2nd - More yellow less white


----------



## defaced (May 23, 2005)

It's odd they don't list the French Guyana Dwarf Cobalt. Since the pics come from Pumilio.com, you could pass them an email to get more info.


----------



## Mywebbedtoes (Jul 2, 2007)

That is a good point and a good idea.


----------



## hopalong (Sep 19, 2005)

Tell us what they say please, now I'm curious! Good question, I hadn't noticed that before.


----------



## KeroKero (Jun 13, 2004)

That website only shows pics that are submitted to them, which is why the french guiana aren't shown (they are not on the pumilio.com website). There are two "variations" of suri cobalt on there because that's how they were listed on pumilio.com which donated the pics.

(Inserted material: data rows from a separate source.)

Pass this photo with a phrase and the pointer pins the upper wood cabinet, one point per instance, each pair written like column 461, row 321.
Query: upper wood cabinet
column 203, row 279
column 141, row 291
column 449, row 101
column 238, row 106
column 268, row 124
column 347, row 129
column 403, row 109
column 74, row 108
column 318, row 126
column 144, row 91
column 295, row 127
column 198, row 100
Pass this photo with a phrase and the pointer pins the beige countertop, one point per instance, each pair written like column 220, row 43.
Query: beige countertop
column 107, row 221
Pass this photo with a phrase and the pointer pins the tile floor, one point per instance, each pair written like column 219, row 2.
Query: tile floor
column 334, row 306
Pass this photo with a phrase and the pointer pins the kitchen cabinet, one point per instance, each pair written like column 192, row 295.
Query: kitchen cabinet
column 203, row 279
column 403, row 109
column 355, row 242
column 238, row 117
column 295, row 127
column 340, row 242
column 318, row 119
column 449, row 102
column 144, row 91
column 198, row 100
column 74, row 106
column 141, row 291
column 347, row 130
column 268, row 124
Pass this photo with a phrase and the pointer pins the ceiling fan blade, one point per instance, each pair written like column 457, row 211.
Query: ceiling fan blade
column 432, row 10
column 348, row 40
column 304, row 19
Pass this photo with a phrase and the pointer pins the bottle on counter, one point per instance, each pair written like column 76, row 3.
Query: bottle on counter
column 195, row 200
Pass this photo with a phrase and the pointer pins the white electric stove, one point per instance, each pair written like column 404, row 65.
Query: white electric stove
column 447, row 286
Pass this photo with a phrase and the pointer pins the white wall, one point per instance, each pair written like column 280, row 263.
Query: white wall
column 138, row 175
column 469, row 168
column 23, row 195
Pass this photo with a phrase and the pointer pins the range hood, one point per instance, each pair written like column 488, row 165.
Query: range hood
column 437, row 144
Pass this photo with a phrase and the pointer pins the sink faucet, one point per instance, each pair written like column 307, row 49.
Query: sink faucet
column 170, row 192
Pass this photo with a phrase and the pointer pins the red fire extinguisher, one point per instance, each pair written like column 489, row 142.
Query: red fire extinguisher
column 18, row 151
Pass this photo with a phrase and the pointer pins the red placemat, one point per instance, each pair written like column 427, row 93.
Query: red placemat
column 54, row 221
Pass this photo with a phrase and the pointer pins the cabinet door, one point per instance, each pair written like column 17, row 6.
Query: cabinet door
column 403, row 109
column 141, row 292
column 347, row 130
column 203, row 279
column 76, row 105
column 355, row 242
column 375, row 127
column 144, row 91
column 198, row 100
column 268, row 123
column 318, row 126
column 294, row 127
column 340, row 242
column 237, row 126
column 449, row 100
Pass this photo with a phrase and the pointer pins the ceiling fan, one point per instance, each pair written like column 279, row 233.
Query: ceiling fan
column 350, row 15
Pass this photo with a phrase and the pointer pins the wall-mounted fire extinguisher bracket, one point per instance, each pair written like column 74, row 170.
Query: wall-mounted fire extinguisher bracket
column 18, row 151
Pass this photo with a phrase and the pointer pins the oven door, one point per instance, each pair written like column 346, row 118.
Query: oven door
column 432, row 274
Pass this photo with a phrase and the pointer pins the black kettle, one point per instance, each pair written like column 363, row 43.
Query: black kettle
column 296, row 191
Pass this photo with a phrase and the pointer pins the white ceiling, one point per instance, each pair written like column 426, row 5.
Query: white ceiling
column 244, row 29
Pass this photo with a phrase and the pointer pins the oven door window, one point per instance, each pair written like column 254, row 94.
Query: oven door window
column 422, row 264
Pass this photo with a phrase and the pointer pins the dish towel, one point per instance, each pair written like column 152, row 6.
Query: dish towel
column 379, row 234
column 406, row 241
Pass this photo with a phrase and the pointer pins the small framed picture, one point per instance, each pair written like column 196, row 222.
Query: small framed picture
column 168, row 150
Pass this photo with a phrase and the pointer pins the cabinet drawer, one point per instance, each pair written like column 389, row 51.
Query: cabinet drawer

At this point they aren't considered distinct variations, but variations within the population that was imported. Some tend to have more yellow - I know certain Saurian bloodlines are known for this - and others tend to have thinner lines. There was some debate about the "cobalts" from suriname might have actually been two different populations mixed together in export/import when they were organized for color, but they are interbred now so who knows... It's mostly just a pattern variation.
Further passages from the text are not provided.